Commit Capabilities - atomic cross shard communication

Not my area historically, likely missed some conversation, but was motivated to start compiling the chaotic wide spread disucssion, and to surface some things I liked about other languages but couldn’t find in discussions. Credits to Dean for CT “motivational” tweet, getting more people to look at solving problems. Try it yourself some time, it’s fun ;).

Atomic cross-shard transactions

Problem: shards are isolated, but transactions are meant to either execute fully, or not at all.

Also referred to as “Train and hotel problem”.

Problem extension: If you take an approach where you “reserve” (lock) some resource, how do you:

  • Speed up the unlocking.
    • Instant case = synchronous cross-shard transactions
  • Avoid blocking other actions that could have proceeded.
    • Design of locking and/or nonces
  • Allow out-of-order transactions, fundamental to a fee market (nothing to outbid otherwise)

Existing approaches

In no particular order:

  • Receipts
    1. Basic non-atomic approach: first half on A, produce a receipt, continue on B.
      • “Already consumed receipt IDs” need to be tracked for replay protection, even though it’s otherwise a stateless system.
      • Receipts can be processed out of order
    2. Sequential receipts:
      • easy Replay protection
      • small state representation of shard A -> shard B receipt status.
      • every shard A maintains in its state, for every other shard B, two values:
        • (i) the nonce of the next receipt that will be sent from A to B
        • (ii) the nonce of the next receipt that will be received from B to A.
      • DOS problem (everyone direct to a single shard) affected with fee adjustments.
      • Non-standard state => witness problems => no direct effects. But work around is like “in order to include one of your own transactions, you must also provide witnesses for a cross-shard receipt that is in the queue”
      • Comment from Dankrad:

        One disadvantage of rate-limiting is that then, there are no guarantees that receipts will be received in any finite amount of time, which makes potential locking mechanisms more difficult to design. The effect of that could be reduced if the sending shard had a way to check consumption of a receipt. I guess that could be done by keeping receipt counters on the beacon chain.

    3. Sequential receipts with bitfields. (Will?)
  • Message passing
    • Beacon chain overhead, scaling limit. Fits better with CBC.
    • Affects fork-choice, needs to detect and disallow conflicting messages
  • Contract yanking
    • In general, it’s a bad idea from a usability perspective for a contract that could be of interest to many users to be yankable, as yanking makes the contract unusable until it gets reinstantiated in the target_shard. For these two reasons, the most likely workflow will be for contracts to have behavior similar to the hotel room above, where the contract separates out the state related to individual interactions so that it can be moved between shards separately.

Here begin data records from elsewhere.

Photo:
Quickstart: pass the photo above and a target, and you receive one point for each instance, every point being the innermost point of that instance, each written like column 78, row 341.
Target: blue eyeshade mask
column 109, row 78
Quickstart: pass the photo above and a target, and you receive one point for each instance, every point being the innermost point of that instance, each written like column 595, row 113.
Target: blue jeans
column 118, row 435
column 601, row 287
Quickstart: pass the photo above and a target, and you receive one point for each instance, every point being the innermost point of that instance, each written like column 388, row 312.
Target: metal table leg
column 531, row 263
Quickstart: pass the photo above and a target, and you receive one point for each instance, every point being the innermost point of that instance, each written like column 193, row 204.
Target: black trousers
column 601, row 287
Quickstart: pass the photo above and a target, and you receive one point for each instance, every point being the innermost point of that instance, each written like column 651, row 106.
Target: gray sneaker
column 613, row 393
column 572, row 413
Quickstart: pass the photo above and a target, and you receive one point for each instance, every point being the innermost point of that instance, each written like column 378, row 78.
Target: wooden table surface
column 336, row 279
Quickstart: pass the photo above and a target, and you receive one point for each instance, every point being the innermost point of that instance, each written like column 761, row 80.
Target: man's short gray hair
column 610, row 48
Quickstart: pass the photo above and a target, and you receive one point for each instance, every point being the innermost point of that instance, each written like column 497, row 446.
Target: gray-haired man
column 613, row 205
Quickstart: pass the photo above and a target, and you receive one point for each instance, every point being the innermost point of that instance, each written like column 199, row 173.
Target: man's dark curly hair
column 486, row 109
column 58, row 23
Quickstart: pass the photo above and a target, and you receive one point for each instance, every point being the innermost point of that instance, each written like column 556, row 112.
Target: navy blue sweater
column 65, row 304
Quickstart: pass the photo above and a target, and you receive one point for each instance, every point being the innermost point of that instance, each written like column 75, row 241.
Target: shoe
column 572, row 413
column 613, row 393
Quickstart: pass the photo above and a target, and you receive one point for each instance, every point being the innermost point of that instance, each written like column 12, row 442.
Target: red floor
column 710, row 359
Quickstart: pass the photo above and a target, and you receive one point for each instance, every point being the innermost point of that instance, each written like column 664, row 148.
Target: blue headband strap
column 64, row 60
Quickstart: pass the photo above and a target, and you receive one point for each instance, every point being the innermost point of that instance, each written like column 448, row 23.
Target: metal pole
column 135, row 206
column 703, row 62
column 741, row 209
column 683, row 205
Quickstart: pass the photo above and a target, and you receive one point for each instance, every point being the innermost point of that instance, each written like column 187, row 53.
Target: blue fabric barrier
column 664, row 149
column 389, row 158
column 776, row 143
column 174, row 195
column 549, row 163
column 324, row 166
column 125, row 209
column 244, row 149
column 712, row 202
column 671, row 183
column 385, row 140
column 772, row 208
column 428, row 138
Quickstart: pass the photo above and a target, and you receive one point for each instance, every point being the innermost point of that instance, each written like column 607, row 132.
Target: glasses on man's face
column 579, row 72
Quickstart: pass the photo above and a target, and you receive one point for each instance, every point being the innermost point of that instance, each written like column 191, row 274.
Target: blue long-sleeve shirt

      • Same problem as locking, just nicer semantics if not talking about many simulatenous same-resource users.
  • Merge blocks
    • “either both blocks are part of the final chain or neither are”
    • Fuzzy shard responsibilities / requirements, and light client for single shard is affected.
  • Leader shards (Merge blocks discussion)

    cycle through which shard is the “primary” shard during each block height, and during that height allow transactions from that shard to read and write to all shards

  • Yanking, Rust style. Implement ownership and borrowing.
  • Optimistic style communication. Optimistic state roots (Conditional state objects): A layer 2 computing model using optimistic state roots Optimistic receipt roots (Store contract copies with different dependency signatures): Fast cross-shard transfers via optimistic receipt roots
  • Sharded Byzantine Atomic Commit (S-BAC)
  • R/W locking with timeouts
    • IMHO the start of a good approach: 0 pressure on beacon-chain other than shard data root syncing.
    • Problem:
      • committing locks for each part of state takes time
      • deadlocks to be avoided with lock timeouts
      • set of locks focused on storage. Not general enough for EEs
    • Comment from Vitalik:

      The problem I have with locking mechanisms is that they prevent any other activity from happening while the lock is active, which could be extremely inconvenient for users. In the train-and-hotel example, a single user would be able to stop all other users from booking trains or hotels for whatever the length of the lock is. Sure, you could lock individual train tickets, but that’s already a fairly application specific solution.

    • Vitalik iterating on it. But still close to storage locking, and targetting shards explicitly:
    • Deadlocking problems
      • Wound-wait, timestamp locks, but comparing transaction timestamps seems too complex. Resolving deadlock
    • Interesting logging based communication of locks
    • March '18, Vitalik:

      It’s worth noting that at this point I consider yanking to be a superior alternative to all of these locking techniques.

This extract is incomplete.